The effects of non-DVLO forces in colloidal aggregation

Detailed knowledge of the stability of colloidal dispersions and the growth process it undergoes after de-stabilization is of great importance. It is manifested, for example, in (1) the shelf life of drug suspensions, dispersed paints and inks, ceramics, etc., (2) the structure of porous media used in oil recovery, catalysis, water treatment, and chromatography, (3) the structure of such entities as snowflakes, quartz, etc, and (4) the physical and chemical properties that the dispersion or aggregate exhibits. When the dispersion becomes unstable, the structure of the resulting cluster is inherently related to the dynamics of the aggregation. The traditional approach in understanding both colloidal stability and aggregation has been the Derjaguin-Landau-Verwey-Overbeeck (DLVO) theory, the determination of the interaction energy between two colloidal particles as a function of their center-to-center separation.

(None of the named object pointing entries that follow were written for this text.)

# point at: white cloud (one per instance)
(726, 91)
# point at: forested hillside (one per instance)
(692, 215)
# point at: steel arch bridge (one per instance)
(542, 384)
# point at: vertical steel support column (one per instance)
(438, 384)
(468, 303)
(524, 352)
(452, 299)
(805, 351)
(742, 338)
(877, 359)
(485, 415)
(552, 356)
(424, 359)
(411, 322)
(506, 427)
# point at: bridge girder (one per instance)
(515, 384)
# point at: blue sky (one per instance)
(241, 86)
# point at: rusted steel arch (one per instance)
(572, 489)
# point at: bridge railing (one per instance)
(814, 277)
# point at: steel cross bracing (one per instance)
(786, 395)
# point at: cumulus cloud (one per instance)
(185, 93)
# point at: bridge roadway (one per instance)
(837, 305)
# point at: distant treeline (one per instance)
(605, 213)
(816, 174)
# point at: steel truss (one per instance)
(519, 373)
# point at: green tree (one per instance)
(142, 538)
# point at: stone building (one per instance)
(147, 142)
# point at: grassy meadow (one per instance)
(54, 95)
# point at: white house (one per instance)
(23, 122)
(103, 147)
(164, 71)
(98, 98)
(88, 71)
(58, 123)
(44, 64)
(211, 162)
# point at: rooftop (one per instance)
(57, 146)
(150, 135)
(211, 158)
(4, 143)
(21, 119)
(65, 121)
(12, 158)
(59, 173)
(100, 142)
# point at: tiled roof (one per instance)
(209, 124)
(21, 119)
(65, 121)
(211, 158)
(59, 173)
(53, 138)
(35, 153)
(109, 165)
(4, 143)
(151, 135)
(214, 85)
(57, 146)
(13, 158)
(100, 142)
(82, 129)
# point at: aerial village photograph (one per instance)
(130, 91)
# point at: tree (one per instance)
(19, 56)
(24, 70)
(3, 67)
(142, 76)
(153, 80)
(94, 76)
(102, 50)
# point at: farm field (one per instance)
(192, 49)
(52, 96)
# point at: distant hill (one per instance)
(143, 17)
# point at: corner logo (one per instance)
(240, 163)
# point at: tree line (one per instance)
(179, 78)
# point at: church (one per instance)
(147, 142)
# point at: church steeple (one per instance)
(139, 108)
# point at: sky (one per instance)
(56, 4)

While DLVO theory has been applied to accurately describe the stability and the irreversible aggregation of electrostatically-stabilized colloids, the same cannot be said in many circumstances where steric or hydration forces dominate. The objective of this work is to examine the effect of non-DLVO forces on the kinetics and the morphology of aggregate formation.; Investigations into these effects in theory and experiment are carried out. First, the use of viscosity-enhancing/crosslinkable polymers in a dispersed phase is examined to assist in the collection of particles in a solid-liquid separation process. Agglomerate structure which is important in resisting hydrodynamic effects is found to be dependent on a variety of factors. The following two case studies investigated the de-stabilization of sterically-stabilized particles in non-aqueous media. We show that the aggregation in such systems is reversible and that its rate and structure may be tuned by carefully controlling solvency conditions. In the final case study, hydration forces in high salt media are believed to unexpectedly reduce the aggregation rate of colloids resulting in compact aggregate structure found to resemble those formed in very low salt concentrations.